A su vez, aunque latente desde un inolvidable arranque que podría servir de videoclip al Voyeur de Kim Carnes y anuncia la adicción al vídeo que recorrería la década arriba y abajo, la derivación al fantastique, imprescindible para los ansiosos que entraron en la sala oscura para ¡ver a los lobos!, tarda en llegar, pues prácticamente han transcurrido unos 40 minutos antes que veamos la primera bestia peluda, la que ataca a Chris (Dennis Dugan), y para nuestro fastidio apenas atisbamos su silueta. El festín litúrgico-lobuno está más cerca del final, y a él conduce un orden situacional muy bien dosificado.

En el campo de los efectos especiales, tanto Un hombre lobo americano en Londres como Aullidos implicaron un avance significativo en la representación realista de seres imaginarios, esfuerzo de gente como Rick Baker o Stan Winston que la industria no tardó en desestimar tras el auge de la digitalización. Las transformaciones del propio Dugan, Elisabeth Brooks o Robert Picardo asombran por su autenticidad y el alarde de maquillaje y demás accesorios de prestidigitación que suponen, otorgándole al film un encanto muy identificativo, tan hondamente tribal que lo hermana con muy pocos semejantes.

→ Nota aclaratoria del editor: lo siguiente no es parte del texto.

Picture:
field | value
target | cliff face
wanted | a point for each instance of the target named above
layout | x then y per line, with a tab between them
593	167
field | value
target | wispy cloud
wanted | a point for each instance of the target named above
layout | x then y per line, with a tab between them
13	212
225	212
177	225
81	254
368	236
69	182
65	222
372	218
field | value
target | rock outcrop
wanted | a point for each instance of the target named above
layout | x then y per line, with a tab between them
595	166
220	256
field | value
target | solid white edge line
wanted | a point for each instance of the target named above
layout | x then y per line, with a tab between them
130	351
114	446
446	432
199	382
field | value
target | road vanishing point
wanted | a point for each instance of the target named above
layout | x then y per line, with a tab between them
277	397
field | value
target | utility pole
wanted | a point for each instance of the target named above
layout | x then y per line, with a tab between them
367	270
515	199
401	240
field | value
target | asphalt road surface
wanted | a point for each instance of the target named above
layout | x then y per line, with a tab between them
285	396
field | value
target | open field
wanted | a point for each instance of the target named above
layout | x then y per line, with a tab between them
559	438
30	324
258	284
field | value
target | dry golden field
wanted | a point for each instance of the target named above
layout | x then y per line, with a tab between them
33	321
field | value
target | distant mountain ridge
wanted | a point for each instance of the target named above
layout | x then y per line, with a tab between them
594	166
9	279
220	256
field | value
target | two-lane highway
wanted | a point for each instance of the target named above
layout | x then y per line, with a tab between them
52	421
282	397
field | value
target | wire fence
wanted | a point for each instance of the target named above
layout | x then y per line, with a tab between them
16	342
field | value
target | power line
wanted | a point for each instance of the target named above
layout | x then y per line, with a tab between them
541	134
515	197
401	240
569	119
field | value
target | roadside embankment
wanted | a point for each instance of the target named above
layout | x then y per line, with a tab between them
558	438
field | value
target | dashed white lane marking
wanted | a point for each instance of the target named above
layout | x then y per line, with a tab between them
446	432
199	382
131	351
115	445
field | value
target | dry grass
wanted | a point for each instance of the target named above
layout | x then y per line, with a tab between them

Por último, si hiciésemos una antología de gritos en la historia del séptimo arte, ¿cómo no situar el de Dee Wallace al final, perteneciente por lo que se sabe a la garganta de la actriz, sin mayores trucos? Cada vez que las costumbres de los otros me recuerdan la existencia de fechas señaladas para pasar miedo o rendirle honor a esta compulsión cardíaca, como este viernes 13, me acuerdo del aullido.